Despite expectations that AI would be cheaper than human labor, this is not always the case today.
- 1 day ago
- 1 min read
Training and operating advanced AI systems require massive investments in computing power, energy, and infrastructure. For many tasks, hiring a human remains more cost-effective than fully replacing them with AI.
The story of the Baxter robot illustrates this challenge. Although the technology appeared affordable, hidden costs such as maintenance, specialized support, and operational requirements made human workers a more flexible and economical choice.
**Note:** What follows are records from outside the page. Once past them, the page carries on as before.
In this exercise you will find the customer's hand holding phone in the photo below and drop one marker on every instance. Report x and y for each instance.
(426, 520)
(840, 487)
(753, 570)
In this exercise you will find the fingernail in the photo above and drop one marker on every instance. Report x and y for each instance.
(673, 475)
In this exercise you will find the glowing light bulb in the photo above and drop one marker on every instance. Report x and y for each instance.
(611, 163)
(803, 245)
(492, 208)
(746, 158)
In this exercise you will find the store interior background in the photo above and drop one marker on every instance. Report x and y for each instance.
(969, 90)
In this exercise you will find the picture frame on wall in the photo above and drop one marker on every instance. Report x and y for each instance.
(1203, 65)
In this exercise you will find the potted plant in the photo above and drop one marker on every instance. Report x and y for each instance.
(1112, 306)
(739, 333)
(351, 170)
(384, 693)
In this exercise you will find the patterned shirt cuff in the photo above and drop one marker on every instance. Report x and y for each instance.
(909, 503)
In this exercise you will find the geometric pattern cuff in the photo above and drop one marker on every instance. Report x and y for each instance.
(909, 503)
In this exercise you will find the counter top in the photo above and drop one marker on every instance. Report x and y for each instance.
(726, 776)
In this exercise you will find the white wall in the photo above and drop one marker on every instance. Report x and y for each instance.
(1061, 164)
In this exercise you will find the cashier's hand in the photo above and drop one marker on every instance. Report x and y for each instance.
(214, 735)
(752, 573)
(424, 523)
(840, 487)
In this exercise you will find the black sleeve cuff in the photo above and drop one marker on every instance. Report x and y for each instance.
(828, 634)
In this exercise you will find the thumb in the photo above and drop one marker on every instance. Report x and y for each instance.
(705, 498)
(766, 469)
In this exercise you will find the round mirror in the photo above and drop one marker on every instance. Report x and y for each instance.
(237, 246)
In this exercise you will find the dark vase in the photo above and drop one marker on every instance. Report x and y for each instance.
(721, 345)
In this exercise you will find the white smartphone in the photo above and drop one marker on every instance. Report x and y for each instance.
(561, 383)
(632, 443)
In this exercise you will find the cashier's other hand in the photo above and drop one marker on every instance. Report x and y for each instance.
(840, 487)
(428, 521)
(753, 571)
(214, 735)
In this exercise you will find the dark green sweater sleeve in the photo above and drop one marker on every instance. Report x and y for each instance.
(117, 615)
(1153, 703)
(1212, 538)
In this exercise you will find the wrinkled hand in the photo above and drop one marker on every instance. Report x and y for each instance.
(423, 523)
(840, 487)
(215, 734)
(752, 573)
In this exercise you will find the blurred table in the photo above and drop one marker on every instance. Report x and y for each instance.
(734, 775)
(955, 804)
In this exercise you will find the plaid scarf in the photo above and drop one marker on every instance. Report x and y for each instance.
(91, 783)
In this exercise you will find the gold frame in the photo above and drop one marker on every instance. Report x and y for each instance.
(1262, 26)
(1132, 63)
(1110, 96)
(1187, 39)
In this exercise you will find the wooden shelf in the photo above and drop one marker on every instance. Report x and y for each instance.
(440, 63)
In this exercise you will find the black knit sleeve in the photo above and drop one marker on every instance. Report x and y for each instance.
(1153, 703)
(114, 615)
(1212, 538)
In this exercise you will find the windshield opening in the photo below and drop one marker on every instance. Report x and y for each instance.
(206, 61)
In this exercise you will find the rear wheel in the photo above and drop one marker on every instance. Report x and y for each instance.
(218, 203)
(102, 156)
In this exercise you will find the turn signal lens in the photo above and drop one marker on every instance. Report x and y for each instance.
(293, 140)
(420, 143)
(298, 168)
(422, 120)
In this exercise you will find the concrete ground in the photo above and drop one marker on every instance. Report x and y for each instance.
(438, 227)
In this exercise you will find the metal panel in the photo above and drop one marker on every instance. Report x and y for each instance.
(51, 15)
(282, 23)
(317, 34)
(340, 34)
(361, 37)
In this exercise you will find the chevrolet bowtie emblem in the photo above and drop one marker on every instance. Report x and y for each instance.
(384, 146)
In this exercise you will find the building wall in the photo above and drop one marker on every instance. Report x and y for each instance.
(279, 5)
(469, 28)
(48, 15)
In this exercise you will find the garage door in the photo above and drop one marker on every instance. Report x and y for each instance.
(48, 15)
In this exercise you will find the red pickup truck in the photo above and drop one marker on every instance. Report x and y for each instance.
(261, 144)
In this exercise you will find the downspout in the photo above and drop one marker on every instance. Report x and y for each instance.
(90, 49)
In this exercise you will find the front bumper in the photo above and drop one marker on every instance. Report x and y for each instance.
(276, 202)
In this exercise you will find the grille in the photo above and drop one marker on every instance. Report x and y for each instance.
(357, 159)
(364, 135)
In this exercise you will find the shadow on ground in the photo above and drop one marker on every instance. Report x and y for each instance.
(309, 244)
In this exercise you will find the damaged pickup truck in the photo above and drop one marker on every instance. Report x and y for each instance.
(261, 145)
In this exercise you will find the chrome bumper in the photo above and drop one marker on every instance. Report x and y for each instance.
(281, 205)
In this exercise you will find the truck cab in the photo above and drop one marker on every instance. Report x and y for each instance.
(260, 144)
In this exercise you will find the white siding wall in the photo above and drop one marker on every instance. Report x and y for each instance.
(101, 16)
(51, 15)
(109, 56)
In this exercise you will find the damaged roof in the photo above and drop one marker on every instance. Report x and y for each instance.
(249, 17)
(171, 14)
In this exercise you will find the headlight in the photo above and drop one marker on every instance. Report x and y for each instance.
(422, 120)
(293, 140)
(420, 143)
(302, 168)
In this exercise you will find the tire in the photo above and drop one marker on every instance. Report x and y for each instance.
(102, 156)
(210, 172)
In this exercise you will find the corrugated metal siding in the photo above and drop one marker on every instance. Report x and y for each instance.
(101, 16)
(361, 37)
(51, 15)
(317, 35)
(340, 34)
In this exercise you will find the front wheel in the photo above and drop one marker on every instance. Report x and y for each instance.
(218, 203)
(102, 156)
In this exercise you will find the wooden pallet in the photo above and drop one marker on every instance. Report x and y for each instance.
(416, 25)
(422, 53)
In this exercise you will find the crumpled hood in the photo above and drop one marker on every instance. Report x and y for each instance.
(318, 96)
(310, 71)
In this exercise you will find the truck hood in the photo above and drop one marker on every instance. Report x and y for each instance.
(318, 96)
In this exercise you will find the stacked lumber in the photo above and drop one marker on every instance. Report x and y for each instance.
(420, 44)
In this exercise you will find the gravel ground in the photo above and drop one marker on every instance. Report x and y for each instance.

Another overlooked factor is the cost of errors. Human mistakes are usually limited in scope, while AI errors can occur at scale, generating large amounts of incorrect or harmful output. As a result, the costs of supervision, risk management, and liability can significantly reduce the economic benefits of AI.
However, this advantage is likely temporary. As smaller AI models and more efficient hardware become available, the cost of digital labor is expected to decline substantially. Some analysts predict AI-related costs could fall by as much as 90% over the next decade.
Automation is expected to affect high-wage, aging economies first, including Japan, South Korea, and parts of Western Europe. In regions with lower labor costs, human workers are likely to remain competitive for much longer.
To prepare for this shift, societies should focus on developing skills that are difficult to automate, such as empathy, strategic thinking, creativity, and adaptability in complex environments. The key challenge is to use the current transition period to build an economy in which AI handles routine tasks while humans concentrate on uniquely human strengths.